Key Differences: Roth IRA vs. 401(k)

Feature Roth IRA 401(k)
2026 contribution limit $7,000 ($8,000 if 50+) $23,500 ($31,000 if 50+)
Tax treatment After-tax contributions; tax-free withdrawals Pre-tax contributions; taxed on withdrawal
Employer match No Yes (if employer offers)
Income limits Yes (phases out at higher incomes) No
Investment choices You choose (stocks, ETFs, funds) Limited to plan options
Required minimum distributions None during your lifetime Yes, starting at age 73
Early withdrawal of contributions Anytime, penalty-free Subject to 10% penalty before 59.5

The Recommended Order: Where to Save First

Follow this priority order for most situations:

Step 1: Contribute to Your 401(k) Up to the Employer Match

If your employer matches contributions, this is a 50%–100% instant return on your money.

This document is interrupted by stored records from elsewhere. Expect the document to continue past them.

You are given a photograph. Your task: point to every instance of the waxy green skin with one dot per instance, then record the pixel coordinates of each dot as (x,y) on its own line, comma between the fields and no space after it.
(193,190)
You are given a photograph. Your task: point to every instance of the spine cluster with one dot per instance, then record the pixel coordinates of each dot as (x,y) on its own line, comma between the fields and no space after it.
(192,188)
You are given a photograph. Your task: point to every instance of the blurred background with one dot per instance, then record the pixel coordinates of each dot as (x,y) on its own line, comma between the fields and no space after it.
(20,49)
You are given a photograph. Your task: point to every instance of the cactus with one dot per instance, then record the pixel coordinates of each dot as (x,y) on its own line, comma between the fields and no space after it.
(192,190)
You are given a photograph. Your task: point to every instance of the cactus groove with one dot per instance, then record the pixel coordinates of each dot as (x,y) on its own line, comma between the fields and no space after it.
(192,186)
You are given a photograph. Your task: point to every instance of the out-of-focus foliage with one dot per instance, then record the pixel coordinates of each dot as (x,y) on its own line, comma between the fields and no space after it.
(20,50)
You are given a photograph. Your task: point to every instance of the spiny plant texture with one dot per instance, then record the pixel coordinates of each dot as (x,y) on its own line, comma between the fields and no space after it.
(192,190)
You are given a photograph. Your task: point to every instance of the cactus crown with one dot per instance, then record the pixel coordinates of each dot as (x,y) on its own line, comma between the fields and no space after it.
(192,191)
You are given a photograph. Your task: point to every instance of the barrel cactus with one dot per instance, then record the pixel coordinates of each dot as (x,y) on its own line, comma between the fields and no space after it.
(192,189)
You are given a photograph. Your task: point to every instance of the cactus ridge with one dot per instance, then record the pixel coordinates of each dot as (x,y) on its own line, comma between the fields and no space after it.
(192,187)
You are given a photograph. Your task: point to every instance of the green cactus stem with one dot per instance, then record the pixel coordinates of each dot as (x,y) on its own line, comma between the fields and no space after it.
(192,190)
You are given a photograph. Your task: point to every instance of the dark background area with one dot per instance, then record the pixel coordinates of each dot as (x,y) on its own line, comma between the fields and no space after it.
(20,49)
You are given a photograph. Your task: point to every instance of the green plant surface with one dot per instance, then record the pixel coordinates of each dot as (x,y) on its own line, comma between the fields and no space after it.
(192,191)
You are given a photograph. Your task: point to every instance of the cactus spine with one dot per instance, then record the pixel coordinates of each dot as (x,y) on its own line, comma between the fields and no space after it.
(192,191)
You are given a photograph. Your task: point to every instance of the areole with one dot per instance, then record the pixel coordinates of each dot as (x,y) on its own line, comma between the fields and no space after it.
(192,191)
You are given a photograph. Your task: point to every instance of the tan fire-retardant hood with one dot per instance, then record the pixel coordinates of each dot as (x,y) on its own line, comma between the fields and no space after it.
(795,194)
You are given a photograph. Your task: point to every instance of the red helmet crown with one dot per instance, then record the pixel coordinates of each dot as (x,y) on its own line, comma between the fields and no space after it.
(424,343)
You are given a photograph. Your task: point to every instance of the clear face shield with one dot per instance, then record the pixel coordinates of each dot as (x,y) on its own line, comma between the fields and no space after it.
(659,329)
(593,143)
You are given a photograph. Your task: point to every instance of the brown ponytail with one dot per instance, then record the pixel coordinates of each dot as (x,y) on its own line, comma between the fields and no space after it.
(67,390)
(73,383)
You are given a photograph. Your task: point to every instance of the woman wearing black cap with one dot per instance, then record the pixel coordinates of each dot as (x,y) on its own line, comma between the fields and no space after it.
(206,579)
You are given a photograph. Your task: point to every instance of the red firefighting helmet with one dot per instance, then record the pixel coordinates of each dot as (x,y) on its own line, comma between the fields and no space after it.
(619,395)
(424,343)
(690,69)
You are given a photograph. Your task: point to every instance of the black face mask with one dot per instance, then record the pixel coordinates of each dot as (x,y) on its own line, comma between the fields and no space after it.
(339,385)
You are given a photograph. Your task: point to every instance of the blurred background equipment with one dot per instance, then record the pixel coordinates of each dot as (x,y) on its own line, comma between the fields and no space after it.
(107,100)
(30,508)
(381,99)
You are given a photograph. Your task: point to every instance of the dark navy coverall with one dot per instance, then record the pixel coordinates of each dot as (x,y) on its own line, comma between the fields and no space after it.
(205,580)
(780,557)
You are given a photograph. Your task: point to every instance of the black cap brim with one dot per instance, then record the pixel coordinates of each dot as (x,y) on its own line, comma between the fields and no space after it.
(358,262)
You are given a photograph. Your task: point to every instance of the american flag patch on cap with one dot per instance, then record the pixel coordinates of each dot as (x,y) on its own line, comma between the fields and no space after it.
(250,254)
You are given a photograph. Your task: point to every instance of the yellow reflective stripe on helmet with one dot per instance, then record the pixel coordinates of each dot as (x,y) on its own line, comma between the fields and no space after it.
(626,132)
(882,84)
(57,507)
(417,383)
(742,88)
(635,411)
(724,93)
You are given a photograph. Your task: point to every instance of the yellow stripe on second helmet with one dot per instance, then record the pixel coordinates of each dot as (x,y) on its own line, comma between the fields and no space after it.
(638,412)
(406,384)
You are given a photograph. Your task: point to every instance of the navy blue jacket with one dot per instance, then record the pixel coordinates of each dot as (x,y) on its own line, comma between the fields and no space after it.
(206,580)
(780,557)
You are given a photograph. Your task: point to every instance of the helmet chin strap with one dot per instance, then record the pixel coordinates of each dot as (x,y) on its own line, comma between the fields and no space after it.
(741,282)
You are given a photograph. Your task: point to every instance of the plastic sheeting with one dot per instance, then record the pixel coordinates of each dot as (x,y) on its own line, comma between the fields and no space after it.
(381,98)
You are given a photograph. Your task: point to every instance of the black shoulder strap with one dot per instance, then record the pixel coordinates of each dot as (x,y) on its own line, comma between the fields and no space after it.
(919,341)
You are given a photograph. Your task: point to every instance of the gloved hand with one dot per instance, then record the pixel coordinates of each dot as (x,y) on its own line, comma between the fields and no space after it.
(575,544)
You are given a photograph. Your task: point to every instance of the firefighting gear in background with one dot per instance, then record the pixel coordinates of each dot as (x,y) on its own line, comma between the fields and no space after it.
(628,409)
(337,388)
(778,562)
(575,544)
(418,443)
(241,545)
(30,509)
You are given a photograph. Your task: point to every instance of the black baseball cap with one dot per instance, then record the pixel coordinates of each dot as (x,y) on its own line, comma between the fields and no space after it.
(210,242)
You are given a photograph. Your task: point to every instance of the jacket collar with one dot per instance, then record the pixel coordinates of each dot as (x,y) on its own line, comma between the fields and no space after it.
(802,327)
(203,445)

It is the best guaranteed return available anywhere. Contribute at least enough to capture the full match before doing anything else.

Example: Your employer matches 50% of contributions up to 6% of your salary. You earn $60,000. Contributing $3,600 (6%) triggers a $1,800 match — that is $1,800 of free money. Never leave this on the table.

Step 2: Max Out a Roth IRA

After capturing the full 401(k) match, put money into a Roth IRA up to the annual limit ($7,000 in 2026). The Roth IRA’s advantages are powerful:

  • Tax-free growth and withdrawals in retirement
  • No required minimum distributions — you never have to take money out
  • Contributions (not earnings) can be withdrawn at any time without penalty — it doubles as an emergency fund backup
  • More investment choices than most 401(k) plans

Step 3: Go Back and Max Out the 401(k)

After maxing the Roth IRA, return to your 401(k) and contribute up to the $23,500 limit. Even if the investment options are limited, the tax-deferred growth is valuable over decades.

Step 4: Taxable Brokerage Account

After maxing both retirement accounts, invest additional savings in a taxable brokerage account. There are no contribution limits, and you can access funds without penalty at any time.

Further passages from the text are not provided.